Rue Martel, entre fous et graffitis
Le 4 de cette rue autrefois occupée par les ateliers de verrerie et de faïence a abrité le siège du journal économique les Echos et compté parmi ses habitants l’écrivain argentin Julio Cortázar. Après avoir traversé une cave couverte de graffitis, on débouche sur une galerie d’art, Wallworks. Claude, un ancien producteur de cinéma, l’a ouverte après avoir produit un film de Jacques Baratier dont le tournage se déroulait dans une abbaye du XIIIe siècle devenu hôpital psychiatrique, dans l’Aine. «A la fin, on m’a demandé de rester, ça faisait du bien aux patients. J’ai ouvert un centre culturel dans l’hôpital. En 2009, pour une expo au Grand Palais, on a fait venir des graffeurs de l’hôpital. On a voulu les exposer dans des galeries, elles ont toutes refusé. Alors j’ai décidé d’ouvrir ce lieu dans ce sous-sol, un ancien atelier de confection géré par des Chinois.» Le mini projecteur ressort du sac de Bénédicte et le visage de Cortázar s’affiche sur le mur. «Marcher dans Paris signifie avancer vers moi», dit-il.
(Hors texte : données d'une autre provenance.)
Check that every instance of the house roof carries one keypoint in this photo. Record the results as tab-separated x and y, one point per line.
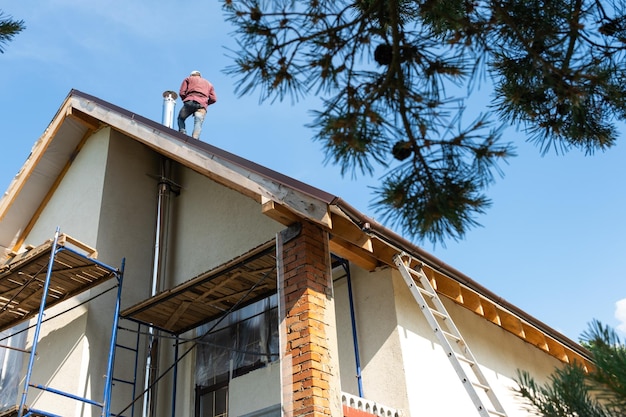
353	235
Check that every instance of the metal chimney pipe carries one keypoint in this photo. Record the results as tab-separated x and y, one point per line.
169	104
165	188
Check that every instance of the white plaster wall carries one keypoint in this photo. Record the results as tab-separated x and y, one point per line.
254	391
107	200
403	365
433	388
75	209
212	224
380	350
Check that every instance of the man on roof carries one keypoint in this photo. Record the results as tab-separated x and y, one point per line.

Rue de Paradis, avec les juifs persécutés pendant la guerre
«Un jour, je suis entrée ici et j’ai vu ces vieux linotypes en sous-sol datant de 1889, qui imprimaient des journaux pendant la Seconde Guerre mondiale.» Sans le savoir, Bénédicte venait de découvrir le siège de l’Union des juifs pour la résistance et l’entraide (UJRE) un lieu de militants juifs laïcs où on a longtemps imprimé en yiddish le journal la Presse nouvelle. «Là, on a fait de la résistance puis, la guerre finie, on a créé des foyers pour les orphelins, puis des colonies de vacances et des patronages où les enfants étaient élevés dans le militantisme et la laïcité», explique Suzon Pikorki, présidente de l’association des amis de la Commission centrale de l’enfance qui gérait ces activités. Je suis arrivée dans les patronages à l’âge de 4 ans. J’y suis restée comme monitrice, lingère, puis membre de la direction collégiale. Et mes enfants sont allés à leur tour dans les colonies de la CCE.» L’homme de théâtre David Lescot a fait de sa propre expérience un spectacle, la Commission centrale de l’enfance, pour lequel il a obtenu un Molière en 2009. Le 14, rue de Paradis devait être démoli, les associations se sont battues pour garder ce lieu qui va devenir en 2018 un musée virtuel pour perpétuer la mémoire de ces juifs qui ont pris des risques inouïs pendant les années noires.
Moralité, dans chaque lieu, même insignifiant, se cache une histoire et quelqu’un prêt à la raconter. Ce n’est pas un hasard si notre circuit se termine à la médiathèque Françoise-Sagan, ouverte il y a deux ans dans un magnifique bâtiment construit par Balard au XIXe siècle et qui fut léproserie puis prison-hôpital pour femmes. Média. Transmission. Nous y sommes.